A Turkish Educational Crossword Puzzle Generator
Kamyar Zeinalipour, Yusuf Gökberk Keptiğ, Marco Maggini, Leonardo Rigutini, Marco Gori
TL;DR
The paper addresses the lack of Turkish-language educational crossword tools and demonstrates how large language models can autogenerate clues and layouts. It introduces two datasets—TAC for Turkish answer-clue pairs and T4TAC for text-based clue generation with category labels—plus a full crossword-generation system that supports keyword- and text-driven inputs.

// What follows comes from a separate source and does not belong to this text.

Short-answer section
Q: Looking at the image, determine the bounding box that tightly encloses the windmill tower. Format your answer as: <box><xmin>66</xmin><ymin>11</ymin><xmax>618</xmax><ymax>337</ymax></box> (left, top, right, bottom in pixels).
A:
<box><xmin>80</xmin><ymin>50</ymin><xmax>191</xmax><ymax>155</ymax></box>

Fine-tuning GPT-3.5-Turbo and Llama-2 models on these datasets, combined with a schema-driven layout algorithm and a scoring rule $Score = (FW + 0.5 \\cdot LL) \\times FR \\times LR$, yields clues and puzzles of educational quality, with human evaluators confirming meaningful performance. The work contributes open datasets and an accessible tool for Turkish education, and future work aims to extend to more languages and more advanced clue-generation capabilities.
Abstract
This paper introduces the first Turkish crossword puzzle generator designed to leverage the capabilities of large language models (LLMs) for educational purposes. In this work, we introduced two specially created datasets: one with over 180,000 unique answer-clue pairs for generating relevant clues from the given answer, and another with over 35,000 samples containing text, answer, category, and clue data, aimed at producing clues for specific texts and keywords within certain categories. Beyond entertainment, this generator emerges as an interactive educational tool that enhances memory, vocabulary, and problem-solving skills. It's a notable step in AI-enhanced education, merging game-like engagement with learning for Turkish and setting new standards for interactive, intelligent learning tools in Turkish.